¿La última oportunidad?

El
sistema electoral penaliza de forma directa la fragmentación de la izquierda,
convirtiéndose en un factor determinante para que la derecha mantenga su
hegemonía. Según las fuentes, los efectos principales serían los siguientes:
- Pérdida
de votos bajo los umbrales provinciales: La división provoca que muchos votos progresistas
se desperdicien al no alcanzar el mínimo necesario en cada provincia para
obtener representación. Una candidatura unitaria, por el contrario,
permitiría una mejor traducción en escaños de cada punto de voto
obtenido.
- Ventaja
estructural para la derecha:
El Partido Popular cuenta con que la izquierda llegue dividida para que el
sistema electoral "haga el resto del trabajo". La unidad de la
izquierda restaría al PP parte de esa ventaja estructural que hoy
le facilita rozar o revalidar mayorías absolutas.
- Conversión
en "actores marginales": En lugar de ser socios imprescindibles para un
gobierno, la fragmentación obliga a las fuerzas a la izquierda del PSOE a
convertirse en actores marginales que pelean por sobrevivir en cada
provincia. Esto ya se observó en 2022, cuando la división provocó que el
espacio a la izquierda del socialismo obtuviera menos de la mitad de los
escaños que habían logrado cuando concurrieron juntos en 2018.
- Desmovilización
del electorado:
Más allá de la aritmética, la división transmite una sensación de
"caos" que desincentiva a los sectores abstencionistas. La falta
de un proyecto reconocible y unido dificulta la movilización masiva
de cientos de miles de votantes necesaria para revertir la actual ventaja
de la derecha.
La
movilización y la unidad como imperativos
Para
que la izquierda tenga opciones reales, no basta con la resistencia de las
siglas tradicionales. Es imperativo movilizar a cientos de miles de
abstencionistas y ofrecer un relato de "bloque social" cohesionado
frente al bloque conservador. La fragmentación vivida en 2022, donde la derecha
se agrupó en torno al PP mientras la izquierda se atomizaba, fue letal.
Es fundamental que la izquierda a la izquierda del PSOE logre una candidatura unitaria que no desperdicie ni un solo voto por debajo de los umbrales provinciales. Solo así dejarán de ser actores marginales para convertirse en el socio imprescindible de una alternativa progresista.
Los
acuerdos, ya sean pre o postelectorales, deben cimentarse sobre principios
programáticos claros. Para el espacio a la izquierda del PSOE, los ejes deben
ser:
- Una
agenda nítidamente andalucista y feminista que ataque la
desigualdad territorial.
- Un
modelo productivo basado en el empleo verde y la sostenibilidad.
Por su parte, el socialismo debe aportar estabilidad y una gestión que reconecte con los sectores populares más golpeados por la precariedad. El punto de encuentro entre ambas fuerzas debe ser un plan de reconstrucción social que incluya el refuerzo de los servicios públicos, la lucha contra la pobreza y una profunda democratización institucional.
Lograr
esta unidad no está exento de obstáculos.

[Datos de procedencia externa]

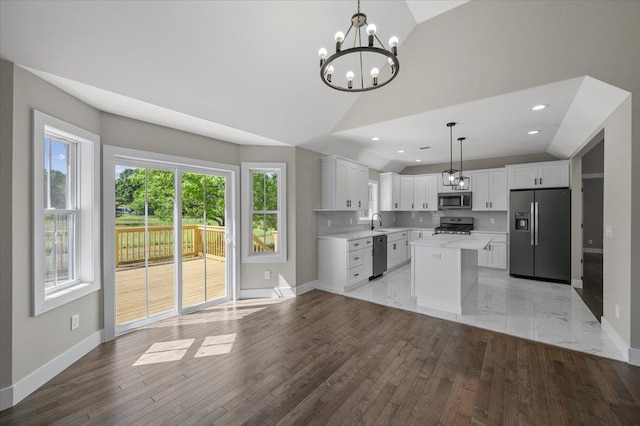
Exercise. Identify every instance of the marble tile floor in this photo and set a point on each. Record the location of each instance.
(535, 310)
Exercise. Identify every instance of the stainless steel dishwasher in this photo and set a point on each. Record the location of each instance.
(379, 255)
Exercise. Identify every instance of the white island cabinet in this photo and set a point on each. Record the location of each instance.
(444, 270)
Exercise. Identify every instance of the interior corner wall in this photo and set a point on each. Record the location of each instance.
(6, 167)
(38, 340)
(283, 274)
(576, 219)
(617, 213)
(308, 198)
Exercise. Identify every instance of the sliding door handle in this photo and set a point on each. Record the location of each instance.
(536, 223)
(532, 226)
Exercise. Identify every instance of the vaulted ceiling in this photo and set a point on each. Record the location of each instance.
(247, 72)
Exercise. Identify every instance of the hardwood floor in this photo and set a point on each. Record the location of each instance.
(592, 290)
(326, 359)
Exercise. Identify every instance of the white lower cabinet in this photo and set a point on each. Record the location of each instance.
(495, 254)
(343, 263)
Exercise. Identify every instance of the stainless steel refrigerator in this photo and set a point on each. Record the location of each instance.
(540, 234)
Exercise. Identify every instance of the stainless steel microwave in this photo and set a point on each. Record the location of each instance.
(454, 201)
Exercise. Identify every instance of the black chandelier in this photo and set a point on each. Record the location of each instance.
(461, 181)
(359, 58)
(449, 175)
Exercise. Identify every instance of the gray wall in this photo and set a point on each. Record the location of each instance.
(37, 340)
(509, 46)
(489, 163)
(6, 191)
(592, 199)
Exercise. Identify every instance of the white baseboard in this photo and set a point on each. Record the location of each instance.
(6, 398)
(260, 293)
(592, 250)
(617, 340)
(634, 357)
(42, 375)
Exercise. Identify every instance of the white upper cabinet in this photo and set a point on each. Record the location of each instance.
(552, 174)
(408, 193)
(490, 190)
(344, 184)
(389, 185)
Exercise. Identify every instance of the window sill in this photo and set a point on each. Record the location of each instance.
(54, 299)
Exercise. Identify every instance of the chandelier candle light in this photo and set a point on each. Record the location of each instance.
(462, 182)
(355, 61)
(449, 176)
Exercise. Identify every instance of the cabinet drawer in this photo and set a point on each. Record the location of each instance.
(356, 258)
(396, 236)
(356, 274)
(356, 245)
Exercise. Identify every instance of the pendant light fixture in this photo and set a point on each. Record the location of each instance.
(449, 176)
(360, 61)
(462, 182)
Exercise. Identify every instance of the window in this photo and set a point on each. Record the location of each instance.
(365, 215)
(66, 217)
(264, 212)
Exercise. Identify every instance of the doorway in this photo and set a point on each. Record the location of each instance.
(592, 229)
(169, 226)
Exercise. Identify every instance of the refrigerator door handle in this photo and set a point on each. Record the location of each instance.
(536, 223)
(532, 230)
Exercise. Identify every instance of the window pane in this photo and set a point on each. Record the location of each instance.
(265, 191)
(58, 249)
(265, 233)
(56, 174)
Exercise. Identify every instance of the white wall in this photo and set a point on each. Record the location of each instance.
(37, 340)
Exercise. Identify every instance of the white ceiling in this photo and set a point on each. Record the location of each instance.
(247, 72)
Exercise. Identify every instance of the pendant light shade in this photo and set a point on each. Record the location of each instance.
(462, 182)
(449, 175)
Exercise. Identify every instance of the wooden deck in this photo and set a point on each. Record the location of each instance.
(326, 359)
(130, 287)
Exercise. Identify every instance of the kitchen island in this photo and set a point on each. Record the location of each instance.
(444, 270)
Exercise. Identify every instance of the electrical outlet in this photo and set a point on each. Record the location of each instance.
(75, 321)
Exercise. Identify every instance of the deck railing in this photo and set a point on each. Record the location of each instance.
(196, 241)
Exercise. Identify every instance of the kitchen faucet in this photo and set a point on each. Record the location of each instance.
(372, 216)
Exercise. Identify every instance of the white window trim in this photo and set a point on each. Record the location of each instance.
(87, 250)
(376, 199)
(247, 231)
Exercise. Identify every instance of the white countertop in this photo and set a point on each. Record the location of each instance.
(356, 235)
(467, 242)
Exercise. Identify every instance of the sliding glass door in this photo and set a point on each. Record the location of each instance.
(204, 239)
(171, 240)
(144, 242)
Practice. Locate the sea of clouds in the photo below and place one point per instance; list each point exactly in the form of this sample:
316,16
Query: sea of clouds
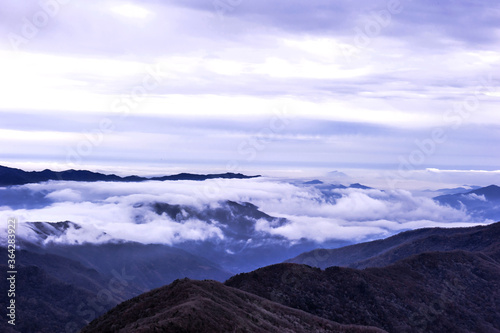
122,211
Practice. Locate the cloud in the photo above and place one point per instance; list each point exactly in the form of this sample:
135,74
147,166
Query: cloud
124,211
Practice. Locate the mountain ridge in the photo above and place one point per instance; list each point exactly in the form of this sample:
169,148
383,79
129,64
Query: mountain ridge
13,176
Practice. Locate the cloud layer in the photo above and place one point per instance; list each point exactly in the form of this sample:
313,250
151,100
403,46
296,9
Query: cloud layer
124,211
204,81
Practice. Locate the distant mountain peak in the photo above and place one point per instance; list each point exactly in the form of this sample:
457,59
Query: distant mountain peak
12,176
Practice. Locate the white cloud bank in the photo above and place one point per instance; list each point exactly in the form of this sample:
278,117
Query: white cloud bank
121,211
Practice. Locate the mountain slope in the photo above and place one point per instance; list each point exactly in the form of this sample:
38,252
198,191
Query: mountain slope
12,176
209,306
481,203
431,292
386,251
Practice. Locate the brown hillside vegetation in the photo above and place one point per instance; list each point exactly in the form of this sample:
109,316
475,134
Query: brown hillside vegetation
431,292
383,252
209,306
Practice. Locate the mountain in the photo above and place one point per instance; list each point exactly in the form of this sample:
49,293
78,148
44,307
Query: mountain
455,291
11,176
481,203
383,252
241,247
438,291
57,294
209,306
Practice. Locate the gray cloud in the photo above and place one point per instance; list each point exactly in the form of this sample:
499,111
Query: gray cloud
122,211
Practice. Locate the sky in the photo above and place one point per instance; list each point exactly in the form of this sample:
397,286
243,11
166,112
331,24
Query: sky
399,89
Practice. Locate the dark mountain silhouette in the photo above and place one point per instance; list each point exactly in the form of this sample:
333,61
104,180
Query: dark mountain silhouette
454,291
63,288
149,266
481,203
209,306
11,176
456,190
383,252
57,294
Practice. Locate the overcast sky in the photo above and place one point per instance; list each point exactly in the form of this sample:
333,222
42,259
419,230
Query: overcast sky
248,85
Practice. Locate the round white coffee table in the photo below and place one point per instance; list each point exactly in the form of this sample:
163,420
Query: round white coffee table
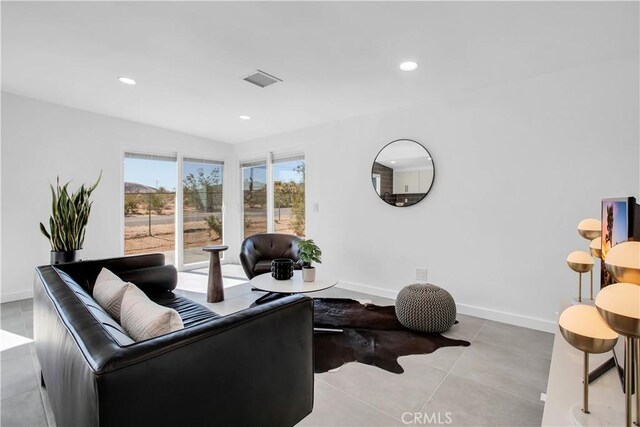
279,288
295,285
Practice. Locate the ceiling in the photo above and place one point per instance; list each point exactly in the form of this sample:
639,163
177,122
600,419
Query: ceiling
337,59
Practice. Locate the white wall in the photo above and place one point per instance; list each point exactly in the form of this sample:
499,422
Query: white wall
41,140
516,168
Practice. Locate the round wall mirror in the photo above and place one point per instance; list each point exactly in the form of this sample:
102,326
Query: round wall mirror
402,173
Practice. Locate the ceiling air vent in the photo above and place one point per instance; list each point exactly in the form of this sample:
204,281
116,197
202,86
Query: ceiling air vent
262,79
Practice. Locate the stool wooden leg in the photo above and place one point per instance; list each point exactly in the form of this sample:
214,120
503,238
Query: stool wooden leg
628,379
579,287
637,359
585,385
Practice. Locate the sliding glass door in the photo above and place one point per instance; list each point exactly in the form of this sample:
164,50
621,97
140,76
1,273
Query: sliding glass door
149,204
254,196
288,195
202,219
273,193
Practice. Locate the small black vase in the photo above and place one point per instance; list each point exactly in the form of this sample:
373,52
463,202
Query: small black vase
282,269
63,257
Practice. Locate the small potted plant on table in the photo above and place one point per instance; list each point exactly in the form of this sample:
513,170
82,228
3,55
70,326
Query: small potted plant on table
308,253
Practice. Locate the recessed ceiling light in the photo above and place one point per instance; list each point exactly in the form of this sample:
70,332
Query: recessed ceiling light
408,66
127,80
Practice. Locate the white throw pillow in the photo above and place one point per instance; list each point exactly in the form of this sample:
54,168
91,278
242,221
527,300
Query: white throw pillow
144,319
109,291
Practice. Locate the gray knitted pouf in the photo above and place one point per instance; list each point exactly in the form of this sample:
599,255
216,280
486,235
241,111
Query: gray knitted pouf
425,308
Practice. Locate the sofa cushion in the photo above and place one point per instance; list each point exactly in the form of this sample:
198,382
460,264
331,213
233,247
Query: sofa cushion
109,291
112,327
143,319
152,279
190,312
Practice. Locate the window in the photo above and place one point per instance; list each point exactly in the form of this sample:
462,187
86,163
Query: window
274,195
288,195
254,196
149,204
202,218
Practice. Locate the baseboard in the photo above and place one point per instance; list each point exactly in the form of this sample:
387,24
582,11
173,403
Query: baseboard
16,296
365,289
484,313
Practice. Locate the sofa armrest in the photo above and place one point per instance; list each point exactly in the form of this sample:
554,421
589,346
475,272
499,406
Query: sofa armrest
248,257
252,367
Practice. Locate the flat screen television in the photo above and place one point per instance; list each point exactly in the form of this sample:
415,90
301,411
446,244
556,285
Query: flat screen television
618,225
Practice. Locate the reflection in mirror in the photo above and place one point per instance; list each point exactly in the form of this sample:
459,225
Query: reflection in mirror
402,173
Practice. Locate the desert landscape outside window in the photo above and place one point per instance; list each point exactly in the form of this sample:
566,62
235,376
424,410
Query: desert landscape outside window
149,204
254,195
202,207
288,195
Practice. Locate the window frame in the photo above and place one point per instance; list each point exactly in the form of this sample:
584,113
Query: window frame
179,194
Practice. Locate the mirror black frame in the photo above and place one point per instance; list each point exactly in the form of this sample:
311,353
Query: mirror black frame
432,179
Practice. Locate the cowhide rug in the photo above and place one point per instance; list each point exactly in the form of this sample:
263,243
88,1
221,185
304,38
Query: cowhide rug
372,335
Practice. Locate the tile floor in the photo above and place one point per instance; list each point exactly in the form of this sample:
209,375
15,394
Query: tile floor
496,381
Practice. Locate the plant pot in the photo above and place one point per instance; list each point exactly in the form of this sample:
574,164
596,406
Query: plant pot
63,257
308,274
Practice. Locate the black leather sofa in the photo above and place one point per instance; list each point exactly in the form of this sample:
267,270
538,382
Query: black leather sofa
250,368
257,252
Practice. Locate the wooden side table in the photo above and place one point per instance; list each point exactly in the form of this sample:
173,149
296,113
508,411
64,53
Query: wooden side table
215,290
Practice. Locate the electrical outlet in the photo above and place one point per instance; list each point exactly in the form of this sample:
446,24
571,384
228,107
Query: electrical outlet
421,274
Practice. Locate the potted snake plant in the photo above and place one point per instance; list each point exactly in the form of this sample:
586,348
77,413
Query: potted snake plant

Las fuerzas deben superar:
- Tensiones
de liderazgo: El
equilibrio entre un PSOE acostumbrado a la hegemonía y una izquierda que
reclama autonomía política.
- Diferencias
programáticas:
Visiones distintas sobre el modelo territorial (federalismo) y la relación
con el empresariado.
- Riesgo
de desdibujamiento:
Evitar que la unión se perciba como un simple "frente anti-PP"
sin un proyecto transformador propio.
La
derecha, liderada por un PP que proyecta una "centralidad tranquila"
y estabilidad, confía precisamente en que la izquierda llegue dividida para que
el sistema electoral haga el resto del trabajo. Si la izquierda no es capaz de
presentarse como un bloque sólido, Andalucía seguirá siendo el laboratorio de
una derecha hegemónica. La unidad ya no es una opción estratégica, sino
la única vía para que el gobierno de progreso deje de ser ciencia ficción.